第10章 ep.09 不気味ワルツ
リディア
「ノム、シディ…良かった…!」
二人へ思い切り抱き付くと彼等は片腕ずつでリディアの華奢な身体を受け止める
ノム
「これ…リディアのコートじゃねぇか」
シディ
「身体、冷え過ぎ。風邪引いちまうだろ」
リディア
「私は大丈夫。…二人が目覚ましたから暖かいもん!本当に良かった…」
涙で潤む瞳を見れば本当に心配していたのが分かり、二人はすっかり冷えきっているリディアの背中を暖めるように撫でた
ノム
「勧誘、ね」
リディア
「うん…あの人は姉さんが言ってた通り、怖い」
シディ
「リディアの方から来る、ってのが気になるなぁ…より一層、気を付けた方が良いだろーな。リディアを捕まえる手も休めないとなると何をして来るか予想が出来ねぇ」
ノム
「だな。

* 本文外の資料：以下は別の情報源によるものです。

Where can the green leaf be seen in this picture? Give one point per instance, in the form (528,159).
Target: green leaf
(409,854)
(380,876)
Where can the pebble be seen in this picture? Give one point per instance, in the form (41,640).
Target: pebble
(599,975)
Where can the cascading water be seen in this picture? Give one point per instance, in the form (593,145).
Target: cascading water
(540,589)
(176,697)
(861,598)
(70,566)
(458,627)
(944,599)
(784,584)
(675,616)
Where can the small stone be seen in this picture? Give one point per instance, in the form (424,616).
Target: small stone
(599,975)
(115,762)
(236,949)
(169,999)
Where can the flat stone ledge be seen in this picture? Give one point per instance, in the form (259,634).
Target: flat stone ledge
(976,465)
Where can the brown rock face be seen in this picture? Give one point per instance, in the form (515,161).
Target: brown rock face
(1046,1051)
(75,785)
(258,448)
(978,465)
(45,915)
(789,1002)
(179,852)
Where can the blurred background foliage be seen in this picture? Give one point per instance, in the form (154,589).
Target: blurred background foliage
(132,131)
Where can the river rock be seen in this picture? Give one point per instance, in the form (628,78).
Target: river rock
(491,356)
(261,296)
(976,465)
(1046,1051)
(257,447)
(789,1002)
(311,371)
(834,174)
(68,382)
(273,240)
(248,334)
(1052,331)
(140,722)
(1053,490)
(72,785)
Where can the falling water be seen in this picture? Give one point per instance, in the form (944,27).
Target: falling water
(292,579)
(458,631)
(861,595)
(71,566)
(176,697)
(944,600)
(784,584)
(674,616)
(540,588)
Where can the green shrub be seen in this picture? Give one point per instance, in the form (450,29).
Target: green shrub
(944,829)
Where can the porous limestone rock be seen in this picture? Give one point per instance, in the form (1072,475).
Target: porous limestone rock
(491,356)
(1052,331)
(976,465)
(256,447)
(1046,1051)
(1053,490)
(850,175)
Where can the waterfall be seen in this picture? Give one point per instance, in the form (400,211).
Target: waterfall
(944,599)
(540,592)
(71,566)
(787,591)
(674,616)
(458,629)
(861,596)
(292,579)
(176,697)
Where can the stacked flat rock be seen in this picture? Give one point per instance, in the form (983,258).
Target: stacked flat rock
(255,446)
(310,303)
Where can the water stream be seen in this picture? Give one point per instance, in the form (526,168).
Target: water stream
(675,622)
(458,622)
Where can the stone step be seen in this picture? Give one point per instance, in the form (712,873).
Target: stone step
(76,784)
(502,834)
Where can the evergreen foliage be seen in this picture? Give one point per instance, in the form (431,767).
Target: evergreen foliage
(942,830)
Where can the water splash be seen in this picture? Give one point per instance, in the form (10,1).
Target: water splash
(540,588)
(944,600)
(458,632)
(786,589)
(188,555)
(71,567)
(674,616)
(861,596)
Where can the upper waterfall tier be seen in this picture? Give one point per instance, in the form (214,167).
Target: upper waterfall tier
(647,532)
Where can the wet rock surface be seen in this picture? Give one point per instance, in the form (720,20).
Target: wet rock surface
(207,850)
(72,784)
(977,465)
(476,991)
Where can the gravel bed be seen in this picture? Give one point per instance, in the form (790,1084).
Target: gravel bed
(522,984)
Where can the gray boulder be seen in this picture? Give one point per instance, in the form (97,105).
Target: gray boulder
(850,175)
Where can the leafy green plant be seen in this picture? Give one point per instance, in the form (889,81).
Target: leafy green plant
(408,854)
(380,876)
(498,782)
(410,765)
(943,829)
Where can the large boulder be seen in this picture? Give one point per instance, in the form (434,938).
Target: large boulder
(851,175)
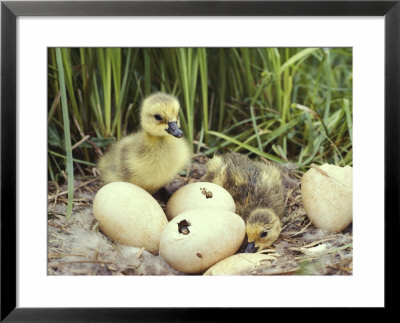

…リディア、大丈夫か?」
リディア
「大丈夫だよ」
リディアがモーリスに言われた事を二人と共有してから、シディと分かれた。
帰り道を二人で歩いていると拠点にいる筈のフリントの姿があり、二人は脚を止める
リディア
「フリント…?」
フリント
「いた…!」
その声に反応するように走ってきたミフウにリディアは強く抱き締められる。
ミフウ
「良かった…怪我はないかい?」
リディア
「ん、ないよ。…心配かけちゃってごめんね」
フリント
「心配なんて俺等が勝手にした事だ。…無事で良かった」
ヴィンス
「本当にね。ノムも怪我はないか?」
ノム
「ねーよ、ありがとな」
三人の気持ちにリディアとノムは暖かい気持ちになった。